Snake’s superior, Snake’s enemy, Snake’s friend.

Naomi’s brother.

“They twisted his body for their experiments and suppressed his broken heart with nanomachines. SOP has taken it even further and applied it to people with flesh and blood. The war-guilt these soldiers carried assaulted them in the form of unimaginable shell shock. The purpose and the methods of war may have changed, but the battlefield itself hasn’t. Until the SOP was removed, those soldiers waged war as if it were a game. And then, suddenly, reality came crashing down upon them.”

But what about Snake, then? No one could say that the legendary hero had made it through his battles unscathed. Even the “man who made the impossible possible” had suffered his share of setbacks. But Snake made it through his own doing, not thanks to nanomachines. Just like every other warrior of the previous century—no, every other warrior since man first made war.

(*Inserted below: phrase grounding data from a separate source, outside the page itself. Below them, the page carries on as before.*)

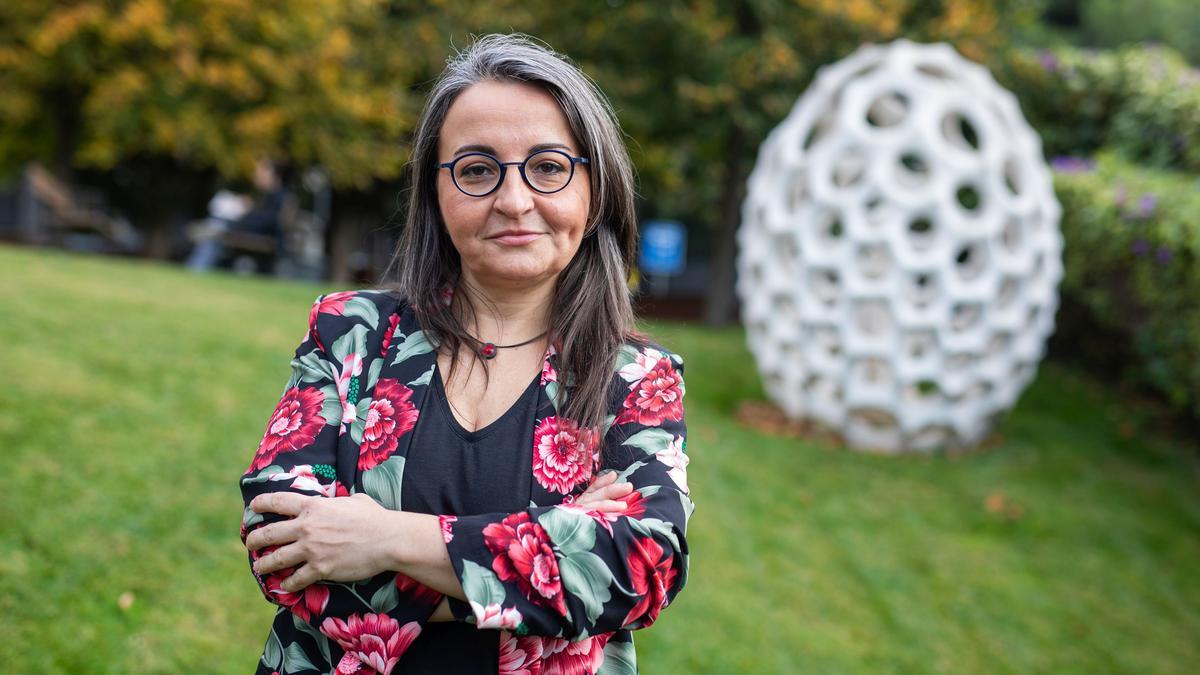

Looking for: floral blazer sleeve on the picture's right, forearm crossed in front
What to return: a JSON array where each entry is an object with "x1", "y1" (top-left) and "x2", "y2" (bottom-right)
[{"x1": 442, "y1": 347, "x2": 694, "y2": 640}]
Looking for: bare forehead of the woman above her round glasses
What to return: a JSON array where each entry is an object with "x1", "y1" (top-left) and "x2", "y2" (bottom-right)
[{"x1": 438, "y1": 80, "x2": 578, "y2": 159}]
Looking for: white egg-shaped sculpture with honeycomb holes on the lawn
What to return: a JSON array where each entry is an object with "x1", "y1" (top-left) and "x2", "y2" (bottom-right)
[{"x1": 738, "y1": 41, "x2": 1062, "y2": 452}]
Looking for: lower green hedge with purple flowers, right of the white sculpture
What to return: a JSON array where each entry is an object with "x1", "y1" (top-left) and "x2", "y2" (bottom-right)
[{"x1": 1055, "y1": 154, "x2": 1200, "y2": 419}]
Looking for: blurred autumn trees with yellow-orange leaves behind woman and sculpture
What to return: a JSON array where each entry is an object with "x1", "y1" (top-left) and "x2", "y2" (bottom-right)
[{"x1": 0, "y1": 0, "x2": 1037, "y2": 285}]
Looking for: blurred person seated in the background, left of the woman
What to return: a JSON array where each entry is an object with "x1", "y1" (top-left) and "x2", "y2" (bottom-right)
[{"x1": 187, "y1": 159, "x2": 290, "y2": 271}]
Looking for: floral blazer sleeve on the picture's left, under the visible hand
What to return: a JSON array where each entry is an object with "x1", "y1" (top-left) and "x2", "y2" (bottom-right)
[{"x1": 240, "y1": 292, "x2": 442, "y2": 640}]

Snake must have been having similar thoughts, because he asked Naomi, “But what about me? I’ve never been under the System’s control.”

Naomi nodded.

“That’s why I want to examine your body. You need to know too. All right, Snake. Undress.”

Old age comes to everyone.

There isn’t a single human, mammal, or vertebrate who can escape old age. Not the rich, not the poor. Not the president, not the peasant. Death by old age is a protocol of life.

Aging primarily originates from what’s essentially a self-executing program in the DNA. One’s environment and lifestyle certainly have an effect, but improvements in those areas will never be able to entirely eliminate aging or death. The word
grow
is just another way of saying “age.” To grow, to learn, to mature, is to age.